In 2004, during the 175th-anniversary celebrations of the establishment of the Swan River Colony, the Western Derby was named as one of 12 "Heritage Icons", in recognition of "football's key social and historical importance to the State".

Referring to a melee during the Round 21, 2000, Derby, Channel Nine sports reporter Michael Thomson said the match had divided Western Australia and that the "football landscape in WA has been changed forever."

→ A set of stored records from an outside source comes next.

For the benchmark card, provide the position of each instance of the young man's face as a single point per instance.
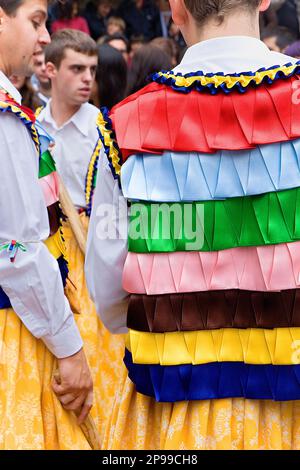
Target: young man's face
(39, 68)
(21, 35)
(73, 80)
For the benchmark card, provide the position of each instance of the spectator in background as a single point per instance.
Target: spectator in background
(175, 34)
(119, 42)
(293, 50)
(97, 14)
(40, 80)
(288, 15)
(147, 60)
(111, 77)
(277, 39)
(115, 25)
(142, 17)
(68, 17)
(136, 43)
(169, 47)
(29, 97)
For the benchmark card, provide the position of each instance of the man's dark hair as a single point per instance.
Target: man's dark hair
(218, 9)
(11, 6)
(283, 36)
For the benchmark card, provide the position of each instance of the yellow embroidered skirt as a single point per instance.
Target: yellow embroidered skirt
(138, 422)
(31, 417)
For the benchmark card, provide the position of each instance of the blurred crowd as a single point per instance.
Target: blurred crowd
(136, 38)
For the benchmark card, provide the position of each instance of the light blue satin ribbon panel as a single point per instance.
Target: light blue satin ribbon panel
(180, 177)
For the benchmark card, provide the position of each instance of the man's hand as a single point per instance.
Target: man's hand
(74, 388)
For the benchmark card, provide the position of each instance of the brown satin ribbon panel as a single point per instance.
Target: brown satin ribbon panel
(54, 215)
(213, 310)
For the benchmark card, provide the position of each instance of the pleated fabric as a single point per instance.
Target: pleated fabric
(154, 120)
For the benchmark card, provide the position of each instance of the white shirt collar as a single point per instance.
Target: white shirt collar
(232, 54)
(8, 86)
(79, 119)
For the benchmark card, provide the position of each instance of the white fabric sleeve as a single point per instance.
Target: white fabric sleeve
(33, 281)
(107, 249)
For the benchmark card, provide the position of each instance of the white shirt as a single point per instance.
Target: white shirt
(74, 145)
(33, 282)
(105, 258)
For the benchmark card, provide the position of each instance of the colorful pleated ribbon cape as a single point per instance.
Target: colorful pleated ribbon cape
(48, 181)
(212, 159)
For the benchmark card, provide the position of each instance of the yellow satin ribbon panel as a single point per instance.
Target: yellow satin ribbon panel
(280, 346)
(56, 245)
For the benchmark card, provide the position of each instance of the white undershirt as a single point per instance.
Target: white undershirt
(33, 282)
(74, 145)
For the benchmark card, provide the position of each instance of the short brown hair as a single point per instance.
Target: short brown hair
(69, 39)
(202, 10)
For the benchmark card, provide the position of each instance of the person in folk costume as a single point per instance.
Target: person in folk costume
(71, 61)
(38, 334)
(207, 158)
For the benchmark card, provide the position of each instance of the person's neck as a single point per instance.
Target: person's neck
(61, 111)
(236, 25)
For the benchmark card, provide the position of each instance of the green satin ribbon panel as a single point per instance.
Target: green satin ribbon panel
(215, 225)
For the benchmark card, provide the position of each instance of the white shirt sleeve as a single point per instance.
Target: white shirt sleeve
(33, 282)
(107, 250)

There are two AFL Western Derbies and one AFLW derby every year during the home-and-away season (barring the exceptional COVID-19-affected 2020 season, where only one derby was played). From 1995 until 2017, the derbies were held at Subiaco Oval (with the one exception during this period being the October 2005 post-season exhibition game at The Oval in London). Since 2018, all AFL derbies have been held at Perth Stadium. There has never been a Western Derby finals match, nor a drawn match.

In AFL derbies, West Coast were the dominant team during Fremantle's early years, winning the first nine derbies. Fremantle won their first Western Derby in July 1999. Fremantle are the current holders of the Western Derby Trophy after defeating West Coast by 56 points in Round 6 of the 2026 AFL season. In AFLW derbies, Fremantle is undefeated, winning the first eight games.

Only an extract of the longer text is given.